Once inside, she shoved the door closed with her foot. 
She turned on the light switch with her elbow, then wandered to the easel
supporting her empty canvas and gazed at it.  It drew her into its stark white
surface.  Nothing existed beyond the colorless plane.  She blinked, regained
her focus and walked away from the canvas.

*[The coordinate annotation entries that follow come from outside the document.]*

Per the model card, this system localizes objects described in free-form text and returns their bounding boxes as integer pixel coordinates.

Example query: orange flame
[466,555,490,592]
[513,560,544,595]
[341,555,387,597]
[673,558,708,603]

She carried the box into the kitchen, set it down next to
the sink, opened the lid and methodically began emptying the box and stacking
the papers in the sink.  Every few layers, she wadded up some of the artwork,
creating a layer of crumpled papers to stack the others on, as well as pockets
of oxygen within the stack.  These crumpled balls would serve their noblest
duty since their creation; maybe even redeem themselves in some way.  But who
besides her would notice or even care?

When the butchered drawings of her youth filled the height
of the sink, she crammed crumpled sheets along the sides, ensuring every single
corrupted piece of artwork rested entombed in the sink.  She retrieved Neil’s
Pulitzer Prize-winning series, rolled up the pages into a tight paper rod and
tucked it under her arm while she jammed her hand into her front pocket and
pulled out a matchbook.

A yellow flame jumped off the match head, and the smell of
sulfur invaded her nostrils.  She tilted the paper rod toward the flame and
watched while the fire slowly consumed the newspaper and created a torch now
burning with a bluish flame.

She dipped the torch into the sink.  Flames jumped off it
and onto the edges of some of the crumpled papers.  The fire began eating away
at the pages like termites.  After christening each corner, she jammed the
paper torch into the side of the sink.  The papers rustled then crackled as the
fire fed and energized itself on the unburned pages.  Pages curled, turning
from black to gray.  Hot orange rivers fringed the edges before they shriveled
into white ash.  Smoke billowed up from the sink. 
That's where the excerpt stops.